FAKTY, WYDARZENIA:
- 1958-1959 - niedociągnięcia w zarządzaniu Spółdzielnią
- 1960 - zmiana władz Spółdzielni, odchodzi Alojzy Gruszka
... nie działo się, niestety, najlepiej. Jeszcze w marcu 1958 roku podczas Walnego Zgromadzenia, Karol Barczok podkreśla "dobrą pracę władz (...), co należy tylko pochwalić". W drugiej połowie roku rewident Związku Spółdzielni Mieszkaniowych przeprowadził lustrację. Rewizja wykazała, że spółdzielczy warsztat naprawczy "jest niedbale prowadzony pod względem rozliczeń i zużycia materiałów, nie ma odpowiedniej kontroli wykonywanych prac, jak również nie prowadzi się rachunku ekonomicznego". Niewłaściwie prowadzono również rozliczanie "z magli". Ponadto dwóm członkom Zarządu wypłacono nie zatwierdzone przez Radę Nadzorczą pobory. Wreszcie stwierdzono, że między członkami Rady Nadzorczej istnieje pokrewieństwo. Rewizja musiała być przez członków władz Spółdzielni potraktowana jako złośliwie prowadzona, skoro niektórzy z nich pozwalali sobie na sarkastyczne, odnotowane w protokole zebrania uwagi. Na kolejnym zebraniu Rady, tydzień później, choć wszystko zdawało się wracać do normy, doszło do spięć. Jeden z członków Rady, czując się urażony, opuścił posiedzenie, rezygnując z członkostwa. Następny opuścił posiedzenie ze słowami "Rezygnacji z członka rady nie składam, ale protestuję". Całości dopełnił przewodniczący Rady, Józef Krzyż rezygnując i z funkcji przewodniczącego i z członkostwa w Radzie Nadzorczej.

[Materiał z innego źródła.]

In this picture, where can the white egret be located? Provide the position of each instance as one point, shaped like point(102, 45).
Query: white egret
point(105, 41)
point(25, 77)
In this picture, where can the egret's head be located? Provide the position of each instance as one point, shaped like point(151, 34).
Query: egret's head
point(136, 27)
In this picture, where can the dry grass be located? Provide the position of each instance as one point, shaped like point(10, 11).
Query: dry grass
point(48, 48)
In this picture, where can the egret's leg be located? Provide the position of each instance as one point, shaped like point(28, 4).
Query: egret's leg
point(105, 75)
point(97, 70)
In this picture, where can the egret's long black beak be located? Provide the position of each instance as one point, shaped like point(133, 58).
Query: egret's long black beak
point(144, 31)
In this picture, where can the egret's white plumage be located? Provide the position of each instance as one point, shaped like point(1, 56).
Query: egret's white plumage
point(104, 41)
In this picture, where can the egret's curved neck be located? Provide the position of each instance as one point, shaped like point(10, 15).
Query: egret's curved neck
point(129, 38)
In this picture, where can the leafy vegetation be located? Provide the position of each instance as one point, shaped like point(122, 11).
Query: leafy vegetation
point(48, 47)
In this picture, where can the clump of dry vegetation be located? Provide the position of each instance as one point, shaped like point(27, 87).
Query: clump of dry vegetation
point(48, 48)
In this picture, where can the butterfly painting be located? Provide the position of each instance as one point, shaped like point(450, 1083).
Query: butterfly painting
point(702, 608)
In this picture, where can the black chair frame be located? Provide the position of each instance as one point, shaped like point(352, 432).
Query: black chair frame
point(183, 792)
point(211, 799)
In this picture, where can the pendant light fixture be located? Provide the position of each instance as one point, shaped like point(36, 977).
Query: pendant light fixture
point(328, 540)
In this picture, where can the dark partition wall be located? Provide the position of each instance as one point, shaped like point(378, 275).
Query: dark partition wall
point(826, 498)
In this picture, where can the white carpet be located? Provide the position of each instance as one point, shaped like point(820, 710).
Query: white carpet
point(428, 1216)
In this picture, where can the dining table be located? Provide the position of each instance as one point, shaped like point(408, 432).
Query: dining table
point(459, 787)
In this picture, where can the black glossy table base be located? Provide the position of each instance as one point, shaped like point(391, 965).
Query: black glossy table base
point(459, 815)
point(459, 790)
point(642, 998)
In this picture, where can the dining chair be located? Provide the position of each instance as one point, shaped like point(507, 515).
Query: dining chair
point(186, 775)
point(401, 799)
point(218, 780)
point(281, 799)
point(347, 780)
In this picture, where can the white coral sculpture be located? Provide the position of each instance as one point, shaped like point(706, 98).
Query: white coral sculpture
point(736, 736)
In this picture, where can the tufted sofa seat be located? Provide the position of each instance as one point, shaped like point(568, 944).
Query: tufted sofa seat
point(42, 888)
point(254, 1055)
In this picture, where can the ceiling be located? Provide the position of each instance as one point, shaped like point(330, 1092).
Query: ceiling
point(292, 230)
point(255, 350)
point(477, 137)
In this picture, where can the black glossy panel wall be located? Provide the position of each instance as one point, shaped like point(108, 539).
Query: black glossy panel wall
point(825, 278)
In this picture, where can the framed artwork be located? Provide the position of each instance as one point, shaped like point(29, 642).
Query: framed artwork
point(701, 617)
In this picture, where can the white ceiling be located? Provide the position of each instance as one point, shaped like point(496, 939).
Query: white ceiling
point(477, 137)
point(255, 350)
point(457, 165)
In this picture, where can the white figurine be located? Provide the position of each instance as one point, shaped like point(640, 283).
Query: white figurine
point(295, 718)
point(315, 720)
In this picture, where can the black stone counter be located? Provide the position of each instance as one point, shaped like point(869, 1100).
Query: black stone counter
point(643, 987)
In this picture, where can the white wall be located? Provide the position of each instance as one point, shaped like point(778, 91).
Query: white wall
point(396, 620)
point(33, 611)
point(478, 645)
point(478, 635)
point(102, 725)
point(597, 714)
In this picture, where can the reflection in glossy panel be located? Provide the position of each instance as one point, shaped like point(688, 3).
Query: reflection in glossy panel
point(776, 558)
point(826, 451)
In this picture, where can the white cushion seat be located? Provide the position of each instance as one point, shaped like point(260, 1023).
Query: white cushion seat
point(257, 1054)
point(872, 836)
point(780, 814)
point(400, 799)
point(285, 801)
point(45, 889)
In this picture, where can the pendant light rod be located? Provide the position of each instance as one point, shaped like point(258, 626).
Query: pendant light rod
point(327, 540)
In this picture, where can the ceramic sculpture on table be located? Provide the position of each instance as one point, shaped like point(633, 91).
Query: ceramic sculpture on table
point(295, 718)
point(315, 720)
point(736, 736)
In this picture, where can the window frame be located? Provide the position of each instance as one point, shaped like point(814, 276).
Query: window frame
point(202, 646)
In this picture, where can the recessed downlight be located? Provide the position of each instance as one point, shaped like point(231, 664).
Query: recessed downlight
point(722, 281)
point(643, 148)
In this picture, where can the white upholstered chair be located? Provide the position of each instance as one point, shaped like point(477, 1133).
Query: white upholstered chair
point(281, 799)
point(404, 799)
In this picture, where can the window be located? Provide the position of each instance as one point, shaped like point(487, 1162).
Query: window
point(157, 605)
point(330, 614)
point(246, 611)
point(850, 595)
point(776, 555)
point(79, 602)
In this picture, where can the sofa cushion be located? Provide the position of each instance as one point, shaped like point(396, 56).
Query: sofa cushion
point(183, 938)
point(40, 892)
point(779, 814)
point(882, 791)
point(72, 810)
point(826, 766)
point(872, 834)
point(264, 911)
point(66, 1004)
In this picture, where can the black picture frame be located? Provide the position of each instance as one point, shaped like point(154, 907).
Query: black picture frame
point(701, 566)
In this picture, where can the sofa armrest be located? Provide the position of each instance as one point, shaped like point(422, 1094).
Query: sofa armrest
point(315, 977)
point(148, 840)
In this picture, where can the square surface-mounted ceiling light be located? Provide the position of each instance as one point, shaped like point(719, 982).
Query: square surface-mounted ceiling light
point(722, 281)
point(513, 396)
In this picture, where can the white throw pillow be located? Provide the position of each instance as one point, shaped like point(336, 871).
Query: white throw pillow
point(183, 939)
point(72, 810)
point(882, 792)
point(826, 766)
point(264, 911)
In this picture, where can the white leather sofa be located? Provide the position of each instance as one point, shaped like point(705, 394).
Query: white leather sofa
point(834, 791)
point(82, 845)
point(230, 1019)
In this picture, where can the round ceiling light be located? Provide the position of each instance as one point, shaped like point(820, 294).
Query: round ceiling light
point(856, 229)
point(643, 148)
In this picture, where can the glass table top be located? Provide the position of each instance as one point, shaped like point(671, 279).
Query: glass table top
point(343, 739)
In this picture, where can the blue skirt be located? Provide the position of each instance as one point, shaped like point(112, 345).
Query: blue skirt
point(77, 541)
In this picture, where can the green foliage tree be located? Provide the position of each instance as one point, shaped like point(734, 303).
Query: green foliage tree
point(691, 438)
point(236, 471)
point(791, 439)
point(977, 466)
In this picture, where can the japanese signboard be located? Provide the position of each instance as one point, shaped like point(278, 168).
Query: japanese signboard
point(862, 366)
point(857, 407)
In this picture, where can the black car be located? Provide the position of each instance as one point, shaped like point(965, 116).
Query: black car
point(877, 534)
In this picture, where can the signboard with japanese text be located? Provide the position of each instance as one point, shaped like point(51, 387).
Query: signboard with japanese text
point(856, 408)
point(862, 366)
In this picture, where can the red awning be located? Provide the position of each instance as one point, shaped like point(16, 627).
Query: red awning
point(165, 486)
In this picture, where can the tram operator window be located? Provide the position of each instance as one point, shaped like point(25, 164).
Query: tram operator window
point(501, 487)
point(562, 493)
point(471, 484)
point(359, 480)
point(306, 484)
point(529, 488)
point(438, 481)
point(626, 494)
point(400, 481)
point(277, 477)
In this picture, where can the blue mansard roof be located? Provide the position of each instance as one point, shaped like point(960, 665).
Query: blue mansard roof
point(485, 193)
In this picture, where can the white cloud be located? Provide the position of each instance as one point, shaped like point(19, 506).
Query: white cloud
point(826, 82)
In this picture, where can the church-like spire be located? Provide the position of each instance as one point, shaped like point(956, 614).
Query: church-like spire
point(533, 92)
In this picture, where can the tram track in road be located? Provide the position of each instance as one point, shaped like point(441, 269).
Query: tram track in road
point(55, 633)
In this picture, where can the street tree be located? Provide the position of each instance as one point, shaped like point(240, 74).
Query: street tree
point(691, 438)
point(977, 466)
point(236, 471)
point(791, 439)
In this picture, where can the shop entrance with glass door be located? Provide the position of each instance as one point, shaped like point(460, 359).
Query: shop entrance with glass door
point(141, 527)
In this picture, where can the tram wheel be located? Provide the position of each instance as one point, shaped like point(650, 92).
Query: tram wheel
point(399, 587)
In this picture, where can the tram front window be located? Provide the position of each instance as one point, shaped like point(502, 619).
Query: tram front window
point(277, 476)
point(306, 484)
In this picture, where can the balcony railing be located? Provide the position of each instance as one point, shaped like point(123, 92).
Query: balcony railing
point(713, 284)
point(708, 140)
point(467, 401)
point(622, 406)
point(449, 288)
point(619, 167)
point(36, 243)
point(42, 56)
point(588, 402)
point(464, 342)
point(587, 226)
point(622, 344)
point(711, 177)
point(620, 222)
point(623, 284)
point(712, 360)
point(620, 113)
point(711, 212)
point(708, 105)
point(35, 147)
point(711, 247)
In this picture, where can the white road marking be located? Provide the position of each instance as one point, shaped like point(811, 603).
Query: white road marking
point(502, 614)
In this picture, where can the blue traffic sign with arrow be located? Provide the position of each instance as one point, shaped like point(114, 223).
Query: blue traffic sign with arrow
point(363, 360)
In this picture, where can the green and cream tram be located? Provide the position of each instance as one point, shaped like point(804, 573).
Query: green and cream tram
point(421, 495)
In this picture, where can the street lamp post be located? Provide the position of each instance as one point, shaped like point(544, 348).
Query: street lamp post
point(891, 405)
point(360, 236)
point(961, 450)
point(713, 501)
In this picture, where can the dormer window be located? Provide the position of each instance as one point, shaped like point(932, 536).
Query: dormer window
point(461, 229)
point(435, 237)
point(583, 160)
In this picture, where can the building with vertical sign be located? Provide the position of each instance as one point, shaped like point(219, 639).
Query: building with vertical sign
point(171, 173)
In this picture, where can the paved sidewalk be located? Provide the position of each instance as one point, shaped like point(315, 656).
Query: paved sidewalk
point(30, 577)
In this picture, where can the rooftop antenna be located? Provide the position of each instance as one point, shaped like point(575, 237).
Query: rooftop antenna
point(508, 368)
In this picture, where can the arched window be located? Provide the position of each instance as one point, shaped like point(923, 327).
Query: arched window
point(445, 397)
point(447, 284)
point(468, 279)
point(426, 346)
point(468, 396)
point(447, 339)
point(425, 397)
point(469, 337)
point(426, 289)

21 stycznia 1959 roku odbywa się Nadzwyczajne Walne Zebranie Członków. Ma obradować nad protokołem porewizyjnym, przyjęciem zmian w Statucie ChSM oraz przeprowadzić wybory uzupełniające do Rady Nadzorczej. Frekwencja na zebraniu jest zaskakująca. Wraz z gośćmi ponad 200 osób. Zebranie przebiega burzliwie, ale cele zostają zrealizowane. Jednak zapowiedziane za trzy miesiące zebranie zwykłe, na którym Zarząd i Rada Nadzorcza miały złożyć sprawozdania ze swej pracy, już się nie odbyło. Dlaczego - dowiadujemy się rok później. Kolejny przewodniczący Rady, Ludwik Obłączek poinformował zebranych na Walnym Zgromadzeniu, że "w okresie sprawozdawczym 1958/59 Rada była dwukrotnie zdekompletowana", "praca rady była bardzo trudna, gdyż uchwały podejmowane na posiedzeniach nie były przez Zarząd realizowane". W związku z tym Rada podjęła decyzję o poddaniu się, z chwilą rozpoczęcia obrad Walnego Zgromadzenia do dymisji". Ludwik Dubiel - po wysłuchaniu listu porewizyjnego ZSMiB, w którym była mowa o ogólnym chaosie i trudnościach gospodarczych, w jakich pogrąża się spółdzielnia, za co winę ponoszą pozostające w ciągłych sporach władze - w swoim wystąpieniu zwrócił się do przedstawiciela ZSMiB z dramatycznym zapytaniem: "Jak można było dopuścić do takiego stanu? Niemożliwe było w ogóle prowadzenie inwestycji i szerzenie idei spółdzielczości, gdy Zarząd w trzyosobowym składzie nie znalazł wspólnego języka". Po czterech burzliwych godzinach obrady zakończyły się wyborem nowych władz oraz delegatów na Walny Zjazd Związku Spółdzielczości Mieszkaniowych i Budowlanych w Warszawie i oddziału katowickiego. Wybrani to w większości nowi ludzie. Nie było wśród nich Alojzego Gruszki. Po 45 latach przyszedł czas na zasłużoną emeryturę.